L’empereur est cependant une personne à part, il a donc une entrée privée de l’extérieur et un Onsen privé.

Dogo Onsen

Le bâtiment en lui même est immense, trois niveaux seulement sont accessibles mais il semble en faire plutôt cinq ! Au rez de chaussez se situe les bains qui ne sont pas mixtes. Au premier, une sorte de grande salle où tout le monde se change en se mettant en Yukata, attention, la salle est mixte donc ne pas se mettre nu. Au second, des salons privés puis il y avait un autre escalier que j’ai vu mais je ne suis pas monté.

À l’intérieur, les bains

Là encore, j’ai oublié ma pudeur pour profiter pleinement des lieux. Ce qui est peut être le plus surprenant, c’est que les japonais se lavent de la tête aux pieds là-bas. Il y en a même qui viennent avec leur mousse à raser.
Petite remarque, sur les robinets tout autour de la pièce, la température maximale indiquée montait plus haut qu’à Hakone. Là, c’était au delà de 50°C.

Salle mixte où les gens se changent et après leur bain, prennent le thé.
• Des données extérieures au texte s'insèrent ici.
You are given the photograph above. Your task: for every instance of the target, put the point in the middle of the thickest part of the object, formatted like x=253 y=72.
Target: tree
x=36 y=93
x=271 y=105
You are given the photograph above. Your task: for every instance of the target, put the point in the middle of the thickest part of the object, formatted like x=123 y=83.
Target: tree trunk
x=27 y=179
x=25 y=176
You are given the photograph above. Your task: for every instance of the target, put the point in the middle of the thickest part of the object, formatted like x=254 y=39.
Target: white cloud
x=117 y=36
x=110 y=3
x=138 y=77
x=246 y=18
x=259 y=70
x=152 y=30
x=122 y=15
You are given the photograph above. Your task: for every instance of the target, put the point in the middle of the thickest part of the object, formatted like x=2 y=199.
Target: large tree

Une fois sorti du bain, je suis remonté dans la salle où m’attendait mon thé avec ses petits gâteaux et on a continué la promenade autour du Dogon Onsen.

Horloge animée

À 5h pile, nous étions devant cette horloge qui toutes les heures propose ce spectacle, d’un bâtiment de 2 étages, il se transforme en 4 étages avec des animations à chaque niveaux.